Karol Ciesielski, autor rankingu, ocenia, że na wysokie miejsce krakowskiej uczelni niemały wpływ miała transformacja gospodarcza – AGH była jedną z nielicznych w kraju, które już na początku lat 90. były dobrze przygotowane na zmiany zachodzące w gospodarce. (Jej profesorem był wtedy Janusz Filipiak – założyciel i prezes Comarchu). Jednak w ciągu ostatniego roku szybciej powiększała się grupa krezusów z dyplomem wicelidera rankingu Uniwersytetu Warszawskiego, która liczy już osiem osób, o dwie więcej niż w 2018 r. Trzecie miejsce na podium utrzymała Politechnika Warszawska, którą ukończyła szóstka krezusów.

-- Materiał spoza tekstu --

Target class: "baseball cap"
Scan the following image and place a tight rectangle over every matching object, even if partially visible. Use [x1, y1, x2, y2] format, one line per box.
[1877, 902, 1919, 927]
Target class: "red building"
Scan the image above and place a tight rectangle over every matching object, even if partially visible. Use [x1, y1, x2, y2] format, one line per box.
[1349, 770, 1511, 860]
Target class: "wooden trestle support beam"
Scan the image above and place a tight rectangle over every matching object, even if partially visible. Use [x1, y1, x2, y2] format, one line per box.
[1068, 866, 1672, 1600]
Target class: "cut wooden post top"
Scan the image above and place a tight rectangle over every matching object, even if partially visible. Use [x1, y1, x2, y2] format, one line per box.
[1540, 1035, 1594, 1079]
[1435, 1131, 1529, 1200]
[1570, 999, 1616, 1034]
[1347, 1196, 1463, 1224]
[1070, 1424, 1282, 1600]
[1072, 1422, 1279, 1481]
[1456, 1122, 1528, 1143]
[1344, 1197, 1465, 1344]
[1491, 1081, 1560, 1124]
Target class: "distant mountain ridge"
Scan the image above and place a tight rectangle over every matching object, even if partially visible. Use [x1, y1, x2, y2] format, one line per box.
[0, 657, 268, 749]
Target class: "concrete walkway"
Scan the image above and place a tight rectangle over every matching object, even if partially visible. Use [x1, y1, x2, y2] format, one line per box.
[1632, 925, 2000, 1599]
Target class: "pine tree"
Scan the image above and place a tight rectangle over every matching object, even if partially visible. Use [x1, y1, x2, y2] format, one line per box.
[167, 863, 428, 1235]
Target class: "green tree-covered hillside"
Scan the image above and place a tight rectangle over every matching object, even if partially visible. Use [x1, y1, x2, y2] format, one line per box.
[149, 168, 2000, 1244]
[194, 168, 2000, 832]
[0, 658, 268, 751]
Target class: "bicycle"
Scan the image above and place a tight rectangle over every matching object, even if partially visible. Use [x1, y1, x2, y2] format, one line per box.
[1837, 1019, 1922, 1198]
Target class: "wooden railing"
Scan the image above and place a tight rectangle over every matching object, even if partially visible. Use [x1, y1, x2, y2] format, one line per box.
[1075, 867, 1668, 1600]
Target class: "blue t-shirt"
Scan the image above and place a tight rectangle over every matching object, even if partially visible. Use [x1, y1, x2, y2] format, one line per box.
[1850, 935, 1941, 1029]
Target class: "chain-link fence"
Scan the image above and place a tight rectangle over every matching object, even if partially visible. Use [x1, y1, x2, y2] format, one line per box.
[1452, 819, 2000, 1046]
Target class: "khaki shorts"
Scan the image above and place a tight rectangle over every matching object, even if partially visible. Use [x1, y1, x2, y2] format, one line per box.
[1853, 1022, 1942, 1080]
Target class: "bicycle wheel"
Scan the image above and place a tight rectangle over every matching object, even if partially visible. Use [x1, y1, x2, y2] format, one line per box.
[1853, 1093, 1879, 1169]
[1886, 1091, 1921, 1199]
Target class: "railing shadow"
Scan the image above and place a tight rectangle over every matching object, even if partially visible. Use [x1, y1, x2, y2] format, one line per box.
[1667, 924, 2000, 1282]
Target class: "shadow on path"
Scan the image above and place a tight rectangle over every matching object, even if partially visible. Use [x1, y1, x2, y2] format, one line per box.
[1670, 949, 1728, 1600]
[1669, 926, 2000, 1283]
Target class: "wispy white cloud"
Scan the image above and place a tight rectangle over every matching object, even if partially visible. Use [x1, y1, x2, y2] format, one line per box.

Dobra koniunktura przyczyniła się do wydłużenia tegorocznego rankingu, który obejmuje już siedem uczelni z co najmniej trójką absolwentów multimilionerów. Kolejne miejsca zajmują: Politechnika Śląska, Uniwersytet Wrocławski, Politechnika Wrocławska i Politechnika Łódzka.

Nieco inaczej wygląda zestawienie uczelni pod względem łącznego majątku ich najbogatszych absolwentów. Tutaj AGH zajęła dopiero 4. miejsce. Pierwsze ponownie zdobył Uniwersytet Adama Mickiewicza w Poznaniu (co jest zasługą rodziny Kulczyków), drugie – Politechnika Świętokrzyska (ukończył ją Michał Sołowow), a na trzecie awansował UW.